We believe that companies we focus on must meet certain criteria, thus satisfy protocols. While our system of analysis, sources and approaches can’t be fully shared given they are proprietary and we are a private entity, we do share some key components for consideration. We like companies with management teams not looking to sell off the company and retire, thus committed to the haul forward, are willing to hire and use auditors, lawyers, advisors, are motivated for business success like building sales and creating profits equally motivated to create long term exiting by going through an IPO process, thus becoming public. 

It is not unusual for a business to require funding.  It is rare for a company to fund future plans, future growth and remain competitive strictly from cash flow.  It’s also rare for a company to advance all its business goals simply from capital infusion from the handful of owners.   Capital funding entails engaging with investors and financial firms,  being respectful of compliance because of regulatory considerations,  and raising capital in a strategic manner, with goals and other aspects. 

Notwithstanding periodic negative financial or economic news,  the USA remains the premier place for capital funding.  Besides steady markets, legal compliance, information distribution, the legal system helps to ensure companies that are funded are less likely or prone to ignore the rights and obligations that relate to operations,  investors, filings, etc. Thus we focus on US companies.

Also the exit strategy of going public— while going public exists in different countries–  still remains more attractive;  going public in the USA greatly surpasses others in terms of benefits and valuation compared to those foreign trading exchanges and methods to become public (or at least, perception).

Our team inclusive of advisors, has many years’ experience with CEOs of public companies, the management teams of financial groups and extensive travel including New York, Los Angeles, London, Switzerland, etc., etc. offering a wide breadth of relationships that tie into the experience and the background to help a target company along the way to IPO.

We help companies understand stock becomes a tool for the company to get certain things done.  For example buying another company, doing a joint venture with another company, compensating employees, giving an incentive to employees, and interacting with third party contractors all may involve in some way common stock of the company. 

The process we touch upon in varying degrees is a combination of efforts: conference calls, meetings, due diligence, working with the CEO to help guide the company business materials, helping in giving advice, and making introductions.

It is almost impossible to undertake all of these goals without interacting with third parties.  We recommend third parties carefully selected and contracts are done.  The third parties may include an auditing firm and or a transfer agency.

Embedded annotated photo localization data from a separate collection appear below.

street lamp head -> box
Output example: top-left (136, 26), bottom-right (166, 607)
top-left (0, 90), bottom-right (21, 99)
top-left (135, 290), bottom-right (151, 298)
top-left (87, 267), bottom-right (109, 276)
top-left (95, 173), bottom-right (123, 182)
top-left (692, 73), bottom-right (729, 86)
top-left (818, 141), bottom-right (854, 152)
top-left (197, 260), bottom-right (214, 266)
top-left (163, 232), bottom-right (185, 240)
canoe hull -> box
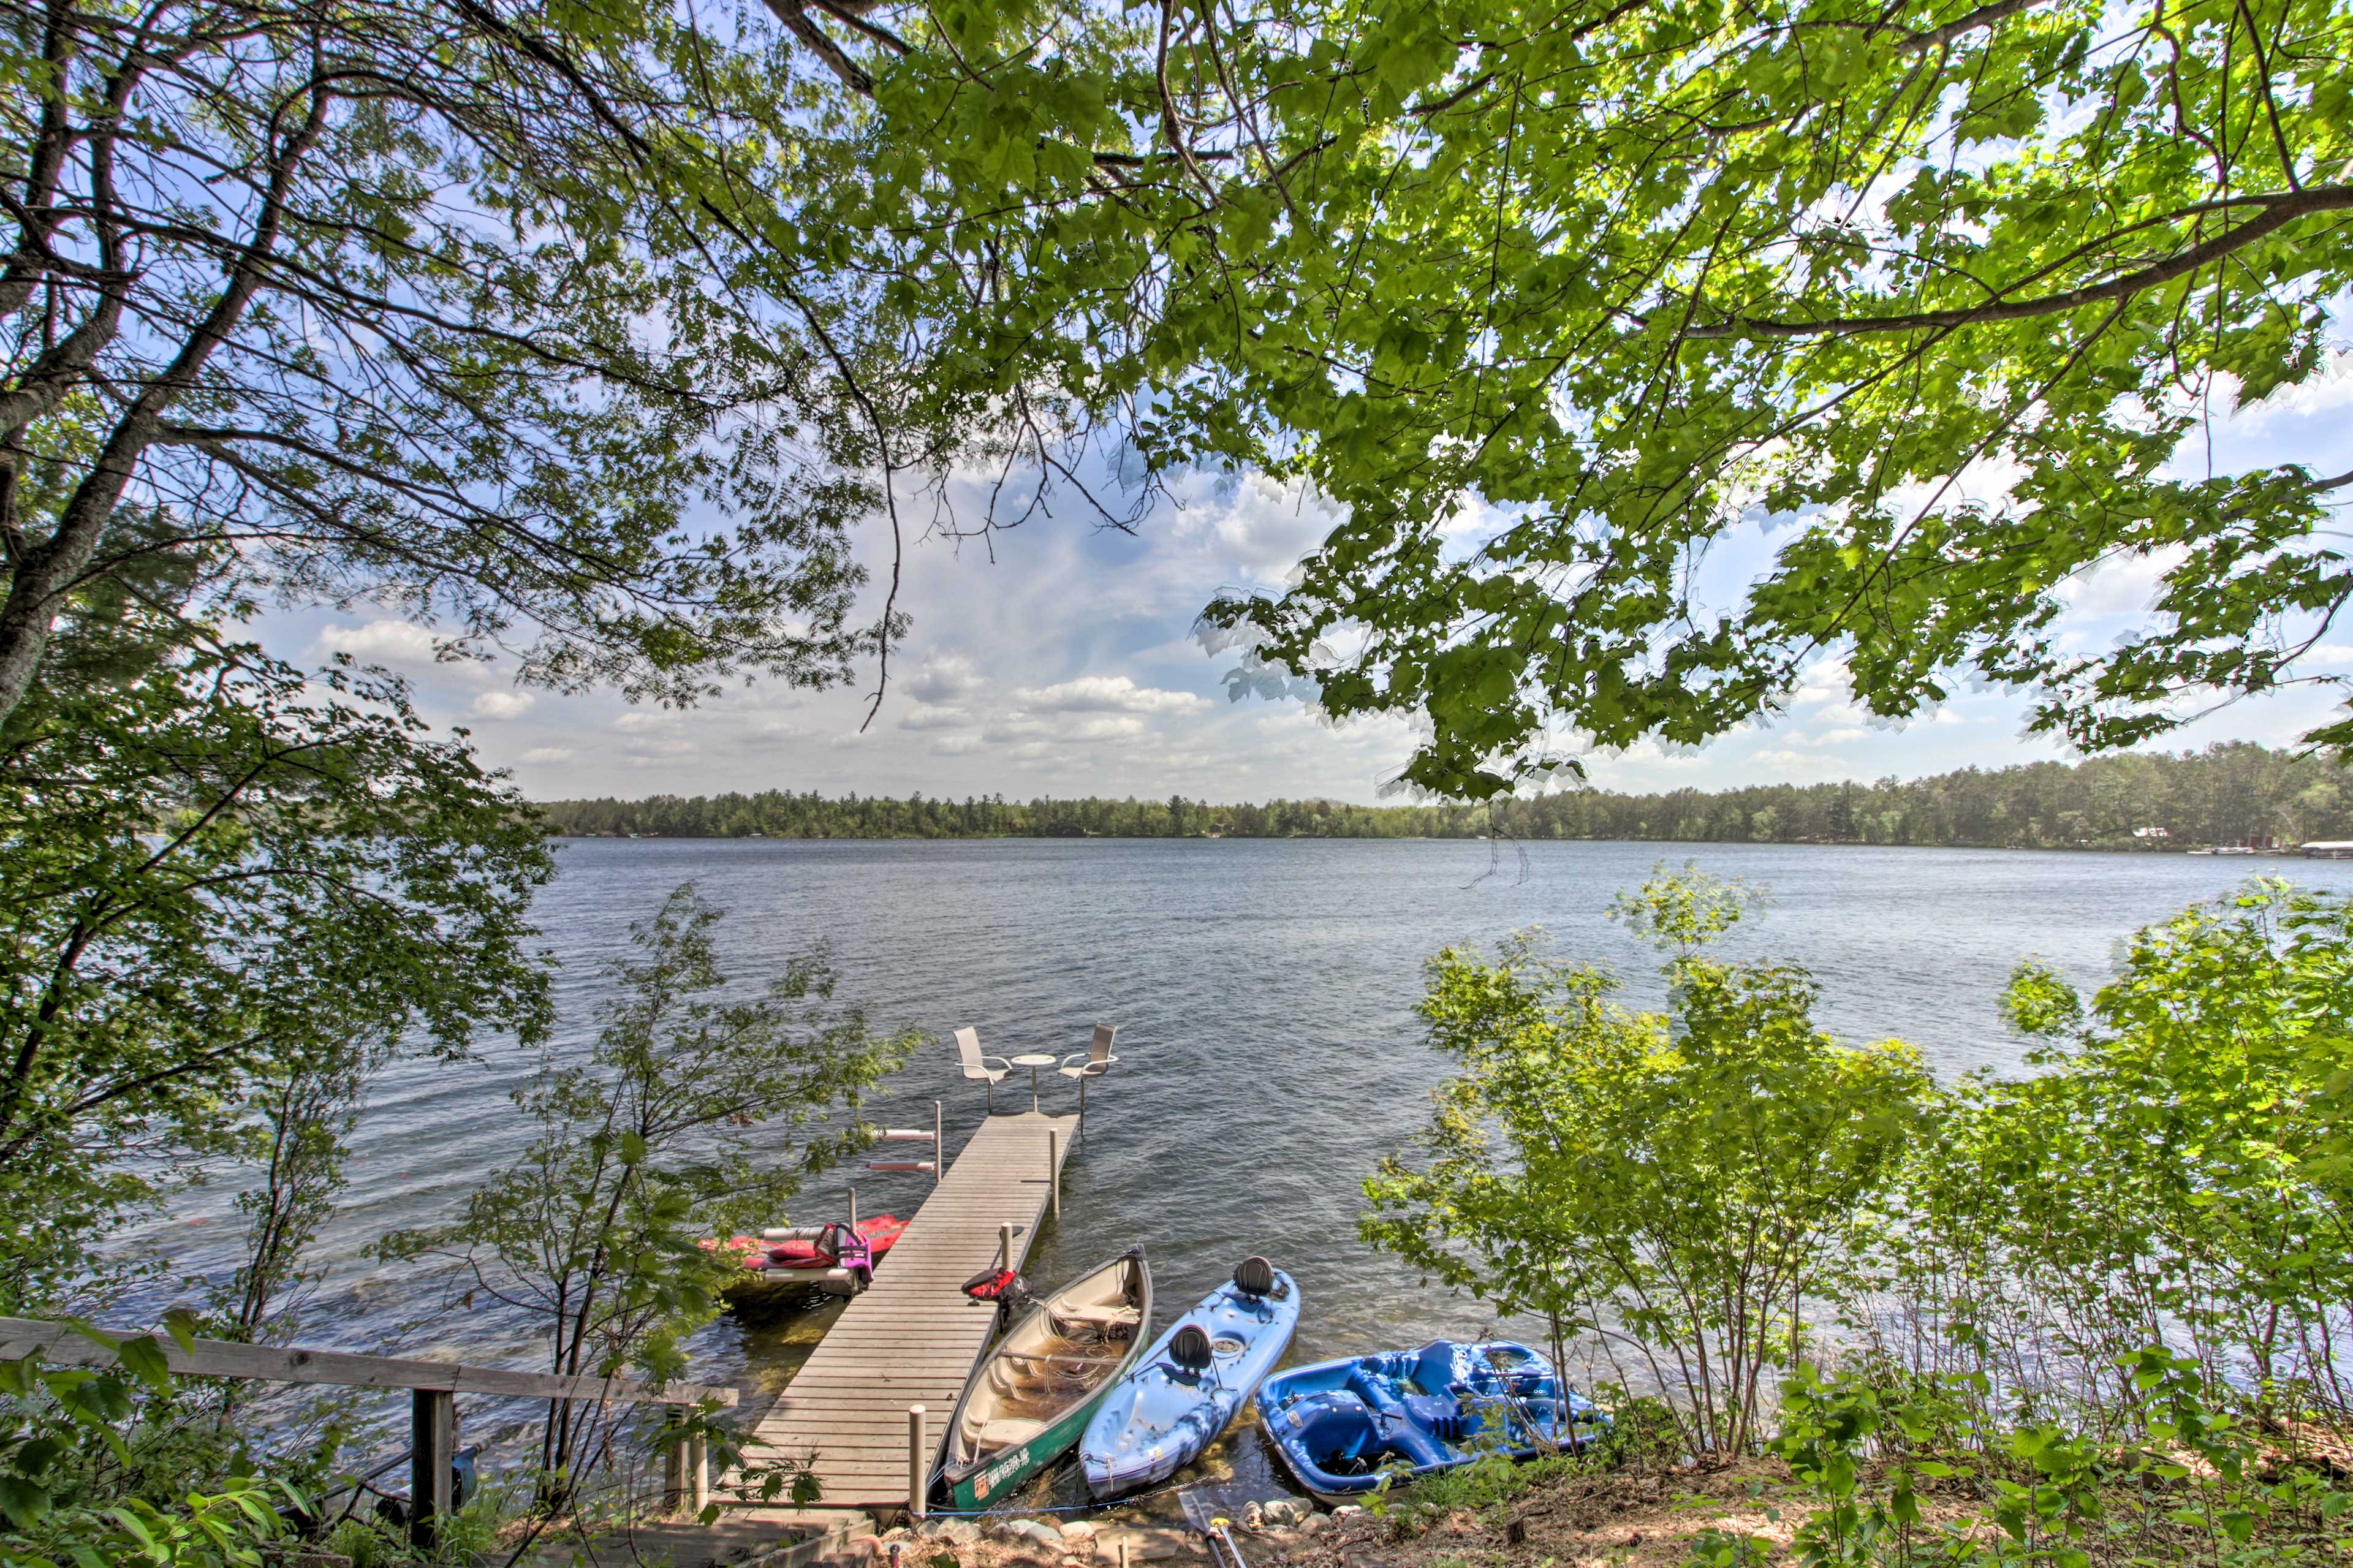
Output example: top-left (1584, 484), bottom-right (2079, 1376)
top-left (1081, 1267), bottom-right (1300, 1499)
top-left (945, 1395), bottom-right (1099, 1512)
top-left (933, 1249), bottom-right (1153, 1511)
top-left (1254, 1339), bottom-right (1608, 1504)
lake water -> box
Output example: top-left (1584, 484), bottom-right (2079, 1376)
top-left (147, 839), bottom-right (2328, 1483)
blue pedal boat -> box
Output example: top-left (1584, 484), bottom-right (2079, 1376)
top-left (1254, 1339), bottom-right (1607, 1504)
top-left (1080, 1256), bottom-right (1300, 1499)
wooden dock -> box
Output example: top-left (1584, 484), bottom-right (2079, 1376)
top-left (735, 1110), bottom-right (1080, 1510)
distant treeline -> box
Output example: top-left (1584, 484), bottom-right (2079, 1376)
top-left (534, 741), bottom-right (2353, 850)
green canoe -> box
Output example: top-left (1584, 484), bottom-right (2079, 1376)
top-left (933, 1248), bottom-right (1153, 1512)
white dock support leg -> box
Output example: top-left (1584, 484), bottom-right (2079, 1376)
top-left (934, 1101), bottom-right (943, 1186)
top-left (908, 1404), bottom-right (928, 1520)
top-left (691, 1431), bottom-right (710, 1514)
top-left (1047, 1130), bottom-right (1060, 1221)
top-left (999, 1222), bottom-right (1013, 1272)
top-left (848, 1186), bottom-right (858, 1235)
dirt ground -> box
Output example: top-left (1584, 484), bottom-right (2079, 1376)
top-left (868, 1464), bottom-right (1822, 1568)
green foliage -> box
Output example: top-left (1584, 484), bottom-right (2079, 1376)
top-left (1608, 863), bottom-right (1768, 953)
top-left (1379, 1448), bottom-right (1596, 1537)
top-left (0, 1), bottom-right (982, 731)
top-left (1585, 1387), bottom-right (1690, 1475)
top-left (532, 743), bottom-right (2353, 849)
top-left (316, 1481), bottom-right (509, 1568)
top-left (1701, 1347), bottom-right (2353, 1568)
top-left (213, 1050), bottom-right (374, 1346)
top-left (1363, 867), bottom-right (1931, 1458)
top-left (384, 882), bottom-right (914, 1512)
top-left (824, 0), bottom-right (2353, 793)
top-left (0, 623), bottom-right (553, 1311)
top-left (1722, 879), bottom-right (2353, 1563)
top-left (0, 1321), bottom-right (304, 1568)
top-left (1881, 879), bottom-right (2353, 1430)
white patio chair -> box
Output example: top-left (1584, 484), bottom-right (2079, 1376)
top-left (1058, 1023), bottom-right (1120, 1124)
top-left (955, 1025), bottom-right (1014, 1113)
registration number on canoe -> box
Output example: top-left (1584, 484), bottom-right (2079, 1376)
top-left (973, 1447), bottom-right (1031, 1502)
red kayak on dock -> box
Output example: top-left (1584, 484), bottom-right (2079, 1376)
top-left (763, 1214), bottom-right (906, 1265)
top-left (704, 1216), bottom-right (906, 1305)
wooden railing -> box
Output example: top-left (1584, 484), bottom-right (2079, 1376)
top-left (0, 1316), bottom-right (735, 1545)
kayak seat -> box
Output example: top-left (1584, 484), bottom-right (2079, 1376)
top-left (1169, 1324), bottom-right (1215, 1376)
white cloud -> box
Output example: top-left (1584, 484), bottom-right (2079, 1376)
top-left (627, 738), bottom-right (699, 759)
top-left (313, 619), bottom-right (438, 664)
top-left (908, 653), bottom-right (982, 704)
top-left (931, 735), bottom-right (980, 756)
top-left (1013, 675), bottom-right (1208, 715)
top-left (523, 746), bottom-right (575, 763)
top-left (2057, 544), bottom-right (2188, 618)
top-left (1167, 471), bottom-right (1343, 578)
top-left (898, 705), bottom-right (972, 731)
top-left (468, 690), bottom-right (534, 720)
top-left (1065, 716), bottom-right (1147, 742)
top-left (613, 711), bottom-right (673, 732)
top-left (741, 721), bottom-right (807, 747)
top-left (1790, 657), bottom-right (1853, 709)
top-left (983, 713), bottom-right (1146, 746)
top-left (2226, 352), bottom-right (2353, 432)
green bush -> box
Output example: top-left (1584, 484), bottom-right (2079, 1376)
top-left (1365, 865), bottom-right (1931, 1458)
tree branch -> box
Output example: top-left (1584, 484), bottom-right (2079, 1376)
top-left (1682, 184), bottom-right (2353, 340)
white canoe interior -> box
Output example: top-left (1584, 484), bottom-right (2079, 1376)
top-left (945, 1252), bottom-right (1148, 1474)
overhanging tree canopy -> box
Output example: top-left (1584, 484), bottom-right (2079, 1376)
top-left (0, 0), bottom-right (1004, 730)
top-left (774, 0), bottom-right (2353, 795)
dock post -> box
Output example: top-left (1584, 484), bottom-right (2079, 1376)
top-left (934, 1101), bottom-right (943, 1187)
top-left (662, 1409), bottom-right (687, 1512)
top-left (1047, 1130), bottom-right (1060, 1221)
top-left (907, 1404), bottom-right (928, 1520)
top-left (998, 1222), bottom-right (1013, 1272)
top-left (691, 1431), bottom-right (710, 1513)
top-left (848, 1186), bottom-right (858, 1235)
top-left (409, 1388), bottom-right (455, 1548)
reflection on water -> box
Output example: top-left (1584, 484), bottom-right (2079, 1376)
top-left (736, 1295), bottom-right (849, 1402)
top-left (125, 838), bottom-right (2334, 1487)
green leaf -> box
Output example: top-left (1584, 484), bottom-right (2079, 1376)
top-left (0, 1474), bottom-right (55, 1530)
top-left (114, 1336), bottom-right (174, 1393)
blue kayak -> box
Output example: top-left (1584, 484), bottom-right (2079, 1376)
top-left (1080, 1256), bottom-right (1300, 1499)
top-left (1254, 1339), bottom-right (1607, 1504)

Our team wants the company management to freely explore and operate in their industry, but we wish to lend ourselves to the additional goal of building valuation, and staying on a track to go IPO. Many equity firms take positions and immediately ignore the core principles and mission of the target company even becoming an adversary, but we have found from experienced team members, being firmly present to help guide and advise the management team enhances overall performance not just the relationship.